Biographical details
- Born: September 16, 1875 Charlottesville, Virginia, U.S.
- Died: March 24, 1933 (aged 57) Baltimore, Maryland, U.S.
- Alma mater: University of Virginia

Coaching career (HC unless noted)
- 1895: Wofford
- 1897: Richmond
- 1898: South Carolina
- 1900: Washington and Lee
- 1901: Washington and Lee (assistant)
- 1902: Washington and Lee

Administrative career (AD unless noted)
- 1898: South Carolina

Head coaching record
- Overall: 11–16

= Bill Wertenbaker =

American football coach and physician

William C. Wertenbaker (September 15, 1875 – March 24, 1933) was an American college football coach and physician.
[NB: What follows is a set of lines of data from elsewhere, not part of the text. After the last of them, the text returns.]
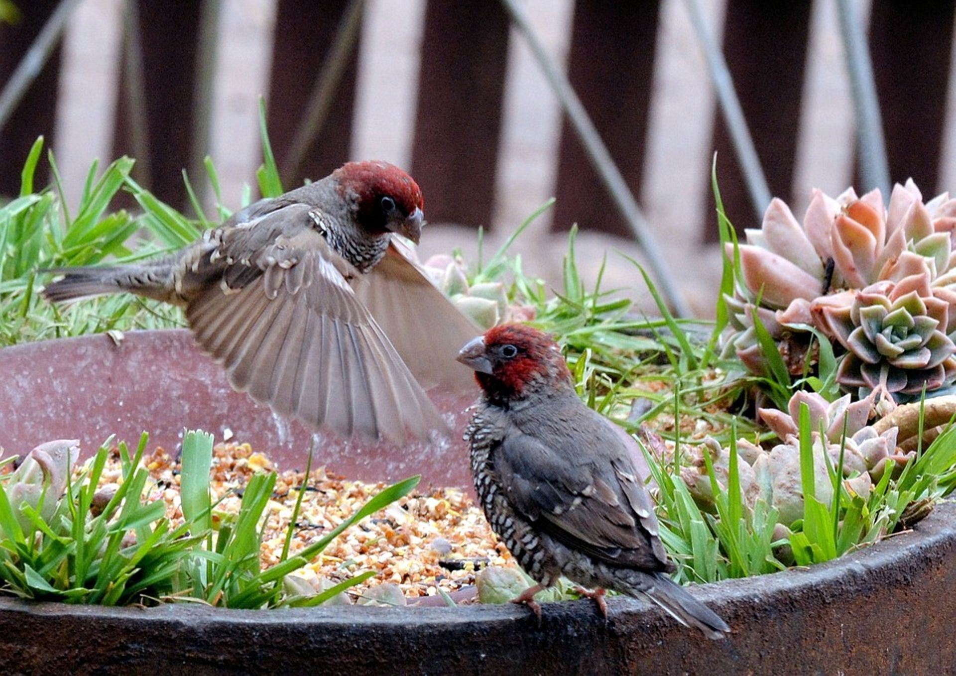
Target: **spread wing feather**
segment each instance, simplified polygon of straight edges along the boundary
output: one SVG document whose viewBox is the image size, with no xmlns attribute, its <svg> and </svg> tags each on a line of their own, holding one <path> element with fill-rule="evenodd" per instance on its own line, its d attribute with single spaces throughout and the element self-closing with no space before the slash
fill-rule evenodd
<svg viewBox="0 0 956 676">
<path fill-rule="evenodd" d="M 271 235 L 243 260 L 231 251 L 249 251 L 248 242 L 222 242 L 223 283 L 186 308 L 199 342 L 236 389 L 313 426 L 397 443 L 444 429 L 356 297 L 346 277 L 358 273 L 312 229 L 308 212 L 296 205 L 261 216 L 257 228 Z"/>
<path fill-rule="evenodd" d="M 474 374 L 455 361 L 462 346 L 482 330 L 462 315 L 393 243 L 384 258 L 356 286 L 356 294 L 393 340 L 425 389 L 474 390 Z M 423 317 L 428 317 L 423 321 Z"/>
</svg>

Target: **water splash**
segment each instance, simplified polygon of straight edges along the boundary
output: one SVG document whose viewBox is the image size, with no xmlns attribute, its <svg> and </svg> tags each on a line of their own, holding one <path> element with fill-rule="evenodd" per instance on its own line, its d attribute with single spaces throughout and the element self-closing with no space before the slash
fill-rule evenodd
<svg viewBox="0 0 956 676">
<path fill-rule="evenodd" d="M 272 411 L 272 423 L 275 425 L 275 434 L 279 438 L 279 444 L 285 446 L 289 443 L 289 423 L 286 419 Z"/>
</svg>

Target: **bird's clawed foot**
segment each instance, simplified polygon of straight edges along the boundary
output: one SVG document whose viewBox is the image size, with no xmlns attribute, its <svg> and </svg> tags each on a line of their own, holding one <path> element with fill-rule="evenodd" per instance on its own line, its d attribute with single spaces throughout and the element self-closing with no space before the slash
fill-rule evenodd
<svg viewBox="0 0 956 676">
<path fill-rule="evenodd" d="M 537 618 L 539 627 L 541 626 L 541 604 L 534 600 L 534 595 L 543 589 L 542 585 L 535 584 L 533 587 L 528 587 L 521 594 L 511 599 L 512 603 L 523 603 L 532 609 L 534 617 Z"/>
<path fill-rule="evenodd" d="M 598 610 L 600 611 L 601 617 L 604 618 L 604 621 L 607 621 L 607 601 L 604 600 L 604 595 L 607 594 L 606 591 L 600 587 L 594 591 L 585 589 L 584 587 L 575 587 L 575 592 L 576 594 L 580 594 L 582 597 L 593 599 L 595 603 L 598 604 Z"/>
</svg>

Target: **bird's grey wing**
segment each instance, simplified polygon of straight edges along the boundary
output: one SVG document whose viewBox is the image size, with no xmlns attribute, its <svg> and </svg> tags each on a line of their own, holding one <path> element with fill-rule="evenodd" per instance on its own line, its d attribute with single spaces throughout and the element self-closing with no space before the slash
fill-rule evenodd
<svg viewBox="0 0 956 676">
<path fill-rule="evenodd" d="M 393 243 L 362 275 L 356 294 L 385 331 L 423 387 L 471 392 L 474 373 L 458 363 L 462 346 L 482 330 L 471 323 Z"/>
<path fill-rule="evenodd" d="M 581 449 L 619 445 L 619 440 L 598 434 L 580 441 L 567 440 L 554 447 L 535 436 L 510 431 L 494 457 L 506 496 L 572 549 L 616 565 L 666 569 L 653 505 L 626 454 L 611 458 Z"/>
<path fill-rule="evenodd" d="M 358 272 L 309 227 L 310 208 L 294 205 L 263 218 L 276 222 L 257 228 L 288 234 L 259 249 L 247 240 L 214 252 L 226 266 L 222 280 L 186 308 L 199 342 L 232 385 L 280 414 L 345 436 L 402 443 L 444 431 L 427 395 L 356 298 L 348 277 Z"/>
</svg>

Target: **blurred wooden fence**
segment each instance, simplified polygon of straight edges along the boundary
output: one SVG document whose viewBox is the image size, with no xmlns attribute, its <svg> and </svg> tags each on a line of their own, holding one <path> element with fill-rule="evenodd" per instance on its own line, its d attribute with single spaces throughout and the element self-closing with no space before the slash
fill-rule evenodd
<svg viewBox="0 0 956 676">
<path fill-rule="evenodd" d="M 203 98 L 197 96 L 197 91 L 209 86 L 203 80 L 208 76 L 204 70 L 208 62 L 200 49 L 203 36 L 208 34 L 204 33 L 204 21 L 209 20 L 219 3 L 132 2 L 134 11 L 129 16 L 134 22 L 134 44 L 141 55 L 141 67 L 133 75 L 141 76 L 141 100 L 127 91 L 138 80 L 129 76 L 136 64 L 130 62 L 134 53 L 125 49 L 113 155 L 136 154 L 135 120 L 141 116 L 139 131 L 145 135 L 150 152 L 147 158 L 138 158 L 143 164 L 140 170 L 148 172 L 149 185 L 161 198 L 182 206 L 185 195 L 181 169 L 195 166 L 196 149 L 204 147 L 204 140 L 196 138 L 205 133 L 200 118 L 206 116 L 208 121 L 207 107 L 201 105 Z M 58 2 L 21 0 L 16 4 L 21 21 L 0 25 L 0 85 L 8 80 Z M 866 4 L 860 6 L 865 9 Z M 276 0 L 267 92 L 269 125 L 280 167 L 288 171 L 291 156 L 297 152 L 301 157 L 293 169 L 296 182 L 301 177 L 323 176 L 349 159 L 358 45 L 364 27 L 355 23 L 352 34 L 344 38 L 338 28 L 347 23 L 353 9 L 350 0 Z M 724 52 L 734 84 L 770 188 L 785 199 L 791 197 L 799 151 L 813 10 L 811 2 L 727 0 L 724 12 Z M 624 178 L 641 196 L 662 3 L 577 0 L 573 11 L 568 76 Z M 869 11 L 870 54 L 891 177 L 902 181 L 912 176 L 927 193 L 938 186 L 941 178 L 953 20 L 953 2 L 880 0 Z M 498 185 L 510 40 L 517 38 L 509 30 L 501 5 L 490 0 L 427 0 L 422 21 L 409 168 L 426 186 L 429 221 L 491 224 L 490 196 Z M 308 109 L 316 74 L 322 72 L 335 49 L 344 50 L 345 55 L 342 67 L 334 74 L 338 76 L 332 78 L 337 80 L 335 103 L 317 116 L 320 126 L 307 147 L 296 150 L 296 130 Z M 697 47 L 691 43 L 686 49 Z M 17 191 L 22 161 L 38 134 L 55 142 L 52 137 L 59 68 L 54 53 L 0 129 L 0 195 Z M 382 100 L 380 105 L 388 106 L 389 101 Z M 713 113 L 711 127 L 709 147 L 719 153 L 728 212 L 741 215 L 738 225 L 752 225 L 753 209 L 719 112 Z M 625 223 L 609 207 L 566 122 L 553 162 L 556 164 L 554 193 L 559 196 L 553 228 L 563 230 L 577 222 L 583 229 L 630 236 Z M 697 175 L 686 177 L 687 184 L 705 192 L 708 170 L 708 163 L 702 163 Z M 288 185 L 292 183 L 287 180 Z M 680 186 L 674 189 L 675 194 L 680 192 Z M 659 237 L 667 236 L 666 225 L 657 224 L 656 229 Z M 696 231 L 701 244 L 715 237 L 713 228 Z"/>
</svg>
He served as the head football coach at Wofford College (1895), Richmond College—now known as the University of Richmond—in 1897, the University of South Carolina in 1898, and Washington and Lee University in 1900 and 1902, compiling a career head coaching record of 11–16. Wertenbaker practiced medicine in New Castle and Wilmington, Delaware, specializing in obstetrics and gynaecology.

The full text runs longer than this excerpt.